Rather than deploring departures from reality by conspiracy theory movements, we would serve society better by spotting and disrupting them early on. Like fire-watching in a forest or airline safety, it may be carried out by others but should be regulated and not left solely to private interests.
We’ve waited too long for big tech to do the necessary – but relatively simple – job of moderation adequately. The more complex work of spotting and putting out conspiracy theory fires before they spread needs attention and should not be left to those who have profited hugely from having demagoguery and division.
Talking of monetisation, it turns out some of the violent insurrectionists in Washington on January 6th were earning money even as politicians fled from them and people were injured and killed. One man alone made at least $2,000 from his live stream video on a platform called D-live.
Governments may be the ones that have to provide this misinformation emergency service.

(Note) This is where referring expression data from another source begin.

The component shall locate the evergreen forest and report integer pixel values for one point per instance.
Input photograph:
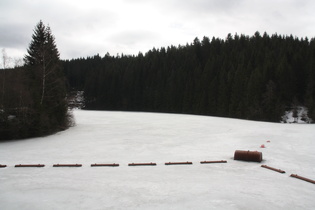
(248, 77)
(33, 97)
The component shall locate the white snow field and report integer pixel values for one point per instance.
(131, 137)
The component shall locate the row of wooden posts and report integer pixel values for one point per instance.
(114, 164)
(154, 164)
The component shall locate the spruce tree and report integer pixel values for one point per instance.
(47, 82)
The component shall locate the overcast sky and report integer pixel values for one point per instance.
(87, 27)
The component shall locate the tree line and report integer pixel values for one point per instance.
(254, 78)
(33, 97)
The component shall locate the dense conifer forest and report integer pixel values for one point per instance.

At a personal scale, Bellingcat? used the Twitter account of the woman who was shot dead by Capitol police to tell the story of her radicalisation.
In terms of her views, Ashli Babbitt probably didn’t stand out from the crowd massed at the U.S. Capitol. And that is precisely why the story of her political awakening—well told through her activity on Twitter—is so instructive in understanding what brought that crowd together.
Over the past five years, a potent MAGA online subculture appears to have transformed this former Obama voter, who turned to Trump over a dislike of Hillary Clinton, into a QAnon follower ready to storm the Capitol. In a Twitter exchange on November 15 2018, Babbitt said that she had voted for President Obama, calling him “our president” and saying that he had done “great things”:
Related: Being a social media manager is a traumatising job for many these days. One quoted in a Digiday article called Twitter “an always-on trauma machine”.
This past week was a bit of a struggle for a social media user like myself and that description of Twitter resonated. The news is too terrifying and compelling to ignore, but I have deleted Twitter and Facebook from my phone a couple of times this week and tried to find healthier things to do with my poor beleaguered mind in the meantime.
May you be calm, safe and well this week. Thank you for reading.